This HIM-650: Healthcare Data Management course examines health care information resources and their impact on administrative functions, interfaces, data security and integrity, and business processes.
Learners study the following topics within this course:
- Use of relational database management software to construct tables.
- Develop forms.
- Create and execute queries.
- Design and deploy reports and
- Advance database concepts to automate contemporary business processes.
Learners are able to distinguish between various network hardware technologies and associated data communications protocols in order to direct how organizations design and implement data networks.
Table of Contents
What is health care data management?
Health care data management or health information management is the systematic organization of health data in digital form. That is, it involves the compilation of patient data from multiple sources across providers and organizations. In other words, health data management comprises all activities relating to managing health data as a valuable resource. Therefore, it includes acquiring, entering, processing, coding, outputting, retrieving, and storing data gathered in the different areas of health care. It also embraces the validation and control of data according to legal or professional requirements.
5 benefits of health care data management.
Health care data management has various important benefits to health care organizations, medical staff, and patients. These benefits include the following:
1. Create a comprehensive view of patients, households, and patient groups.
Health care data management enables coders to create a health information system that has composite profiles that provide status and enable predictions.
2. Improve patient engagement.
Health information systems use efficient health care data management to target patients with reminders and care suggestions that can be relevant for them, based on predictive modeling.
3. Improve health outcomes.
Health information systems provide a platform to track health trends in certain areas or among specific populations, predict new trends and suggest proactive measures to counter rising health issues.
4. Business decision-making.
Health care data management provides information that is used by healthcare providers to make better data-driven decisions, such as which types of medical professionals to recruit, what equipment to invest in, or which types of patients to focus on in marketing efforts.
5. Analyze physician activity.
Health care data management enables healthcare organizations to analyze data on medical practitioners such as success rates, time invested in different treatments and medical decisions, and aligning physicians with the goals of the healthcare organization.
How to Write Perfect Nursing Paper On Healthcare Information Systems.
Challenges facing health care data management.

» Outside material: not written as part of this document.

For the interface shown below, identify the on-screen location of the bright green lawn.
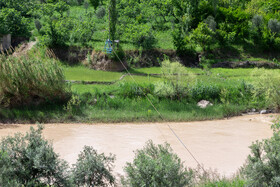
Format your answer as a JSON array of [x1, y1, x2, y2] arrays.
[[64, 66, 280, 93], [63, 66, 122, 82]]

The following are the 3 challenges that are facing health data professionals today:
· Fragmented data.
Health care data management involves storing health care data such as patient data in digital form. This means that the medical data is structured in spreadsheets or databases, images or video files, digital documents, scanned paper documents, or maybe stored in specialized formats such as the DICOM format used for MRI scans.
The downside is that this data is widely duplicated, collected multiple times, and stored in different versions by healthcare providers, public health organizations, insurance bodies, pharmacies, and patients themselves. Therefore, there is no one source of truth for information on patient wellbeing.
· Changes to data.
Medical data continually changes as do the names, professions, locations, and conditions of patients and physicians. Moreover, patients undertake numerous tests and are administered many types of treatment over the years. This may cause these treatments and medications to evolve over time. Thus, leading to the creation of new types of medical treatment, such as telehealth models which require the creation of new types of data.
· Regulations and compliance.
Medical data is sensitive and must adhere to government regulations, such as the USA Health Insurance Portability and Accountability Act (HIPAA). Data discovery challenges and poor data quality make it difficult to perform the required audits and meet regulatory requirements. It also limits the diversity of data healthcare providers can use for the benefit of patients.